Wrist| Volume 32, ISSUE 6, P842-847, July 2007

Influence of Lunate Type on Scaphoid Kinematics


      To assess the influence of lunate type on scaphoid kinematics.


      One hundred normal wrists had fluoroscopic assessment of the wrist in maximal radial, neutral, and ulnar deviation. The shortest distance in a neutral position between the capitate and triquetrum, C-T distance, determined lunate type. A type I lunate had a C-T distance of ≤2 mm, a type II lunate ≥4 mm, and an intermediate group lay between these values. Scaphoid flexion and translation in radial and ulna deviation was measured.


      There were 18 subjects with a type I lunate, 19 with an intermediate lunate, and 63 with a type II lunate. There was no statistically significant difference between lunate type, subject age, or hand dominance. There was a statistically significant higher proportion of women with a type I lunate. Subjects with a type II lunate had a statistically greater amount of flexion during radioulnar deviation as determined by CR index (0.79 vs 0.91) and scaphoid flexion index (0.21 vs 0.09). Subjects with a type II lunate had statistically less translation during radioulnar deviation as determined by translation ratio (0.22 vs 0.31) and scaphoid inclination index (0.18 vs 0.23).
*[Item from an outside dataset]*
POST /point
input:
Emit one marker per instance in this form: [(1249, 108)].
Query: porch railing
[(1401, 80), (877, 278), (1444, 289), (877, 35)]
The average scaphoid kinematic index in subjects with a type II lunate was 1.24, intermediate 0.86, and type I 0.42. A scaphoid kinematic index of greater than 1 indicates the scaphoid has more flexion during radioulnar deviation than translation.


      Wrists with a type I lunate show statistically greater scaphoid translation with radial deviation. Wrists with a type II lunate show statistically greater scaphoid flexion with radial deviation. Intermediate lunates have intermediate scaphoid mechanics. This allows the surgeon to determine the likely wrist scaphoid mechanics based on the lunate type determined from a single posterior-anterior x-ray.